Husbands and Headship: The Art of Dying

We live in a culture that views headship as abusive. In the Bible, however, headship is central to the stability of the home. Protestant and evangelical men need to see this headship in the context of the great covenant responsibilities that come with that role. The man who views his headship cavalierly views his role in the home with un-biblical eyes.

I have met many men who come to see the need for headship in the home, and have made the necessary changes to their husbandry. Some of these men came to these convictions late in life, and therefore, the changes occurred too quickly; especially for their families. They went from rarely reading the Bible themselves to requiring family devotions with a 45 minute sermon. Dad went from barely feeding his family spiritually to stuffing his family. Children grow up dreading the evening “services”, and the wife, on the one hand, gives thanks to God for the change in her husband, while on the other, wondering if God misunderstood her prayers.

God knew all things, of course. The problem is sinners have made an art of over-reacting. Pastors need to watch out for these types and bring their enthusiasm to a proper balance.

But the Church is not suffering because of over-zealous husbands/ fathers; she is suffering for the lack of any zeal in husbands/fathers.

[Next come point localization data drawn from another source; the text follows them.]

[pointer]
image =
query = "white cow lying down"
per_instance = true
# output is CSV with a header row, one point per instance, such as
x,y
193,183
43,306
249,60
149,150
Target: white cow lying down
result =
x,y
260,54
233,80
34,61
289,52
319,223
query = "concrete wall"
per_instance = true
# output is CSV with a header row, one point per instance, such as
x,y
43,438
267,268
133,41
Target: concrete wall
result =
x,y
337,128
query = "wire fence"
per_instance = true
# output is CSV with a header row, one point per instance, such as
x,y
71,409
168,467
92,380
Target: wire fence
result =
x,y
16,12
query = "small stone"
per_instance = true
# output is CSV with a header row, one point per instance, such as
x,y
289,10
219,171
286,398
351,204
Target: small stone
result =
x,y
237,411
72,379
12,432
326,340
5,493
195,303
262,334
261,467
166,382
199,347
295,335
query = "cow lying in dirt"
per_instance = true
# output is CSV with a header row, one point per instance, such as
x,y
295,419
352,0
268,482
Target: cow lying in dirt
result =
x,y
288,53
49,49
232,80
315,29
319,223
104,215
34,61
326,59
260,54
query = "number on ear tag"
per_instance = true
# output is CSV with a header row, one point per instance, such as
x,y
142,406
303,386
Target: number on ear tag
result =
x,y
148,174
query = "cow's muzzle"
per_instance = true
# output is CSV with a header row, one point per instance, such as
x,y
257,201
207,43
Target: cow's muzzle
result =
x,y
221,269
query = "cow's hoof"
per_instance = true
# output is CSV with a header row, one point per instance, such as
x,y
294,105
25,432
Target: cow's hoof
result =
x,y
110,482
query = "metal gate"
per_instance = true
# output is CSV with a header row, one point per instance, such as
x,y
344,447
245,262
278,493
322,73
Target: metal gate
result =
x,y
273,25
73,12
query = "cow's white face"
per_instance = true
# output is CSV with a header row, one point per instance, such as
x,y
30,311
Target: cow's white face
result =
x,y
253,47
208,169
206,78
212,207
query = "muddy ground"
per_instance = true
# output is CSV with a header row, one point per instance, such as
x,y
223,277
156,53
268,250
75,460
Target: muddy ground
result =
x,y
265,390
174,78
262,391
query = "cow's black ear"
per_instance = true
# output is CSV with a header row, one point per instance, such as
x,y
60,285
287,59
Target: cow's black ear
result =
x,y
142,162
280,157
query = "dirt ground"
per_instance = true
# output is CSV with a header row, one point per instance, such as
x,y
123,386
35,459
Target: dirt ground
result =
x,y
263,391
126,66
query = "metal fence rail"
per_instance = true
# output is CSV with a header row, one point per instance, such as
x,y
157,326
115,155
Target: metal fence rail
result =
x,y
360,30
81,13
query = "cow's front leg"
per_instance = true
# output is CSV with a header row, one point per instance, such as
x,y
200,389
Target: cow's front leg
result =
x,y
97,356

In particular, husbands are called to meet the needs of their wives. He is the provider, sustainer, and the one called by God to make his wife lovely. The wife is lovely when the husband beautifies her. Jesus is the head of the Church and part of his ascension task is to make his bride beautiful (Eph. 5). He comforts her with words of affirmation. He protects her for physical and spiritual abuse. He is her Boaz and David; a redeemer and king. The home serves as the castle. Pastors usually know when he enters a home whether it is being beautified or whether it has lost its beauty. I am not referring to neatness and tidiness; I am referring to the grace of a home. When that pastor leaves, he may have just left a pretty tomb with dead man’s bones. Grace makes a home, and the husband is the grace-giver. How he speaks, how he communicates, how he rebukes, how he seeks forgiveness; all these things demonstrate and encapsulate the type of headship he is embodying.

The husband is a resident theologian. He may not be a vocational theologian, but his actions and speech are the word and deed that his family will hear most often. When the husband lives a life of constant hypocrisy, his lectures will become dull and lose meaning. When his life demonstrates humility and the virtue of repentance, then his lectures, even the boring ones, will sink deeply into the fabric of the home.

The evangelical husband is a lover of truth. Truth keeps him from abusing his headship; truth keeps him from prioritizing his friends over his own family; truth keeps him from isolating himself from the Christian body; truth keeps him from turning headship into abuse. He must be, as Douglas Wilson once observed, “a small pebble that somehow by the grace of God pictures the Rock that is Christ.”[1]

The responsibility of being the head of the home is the responsibility of many, but the practice of some. Headship implies dying for your wife, and many prefer to see their spouse die than themselves. So men, let’s die together for our wives, and let’s show the world that death brings life.


[1] Wilson, Douglas. Reforming Marriage, 39.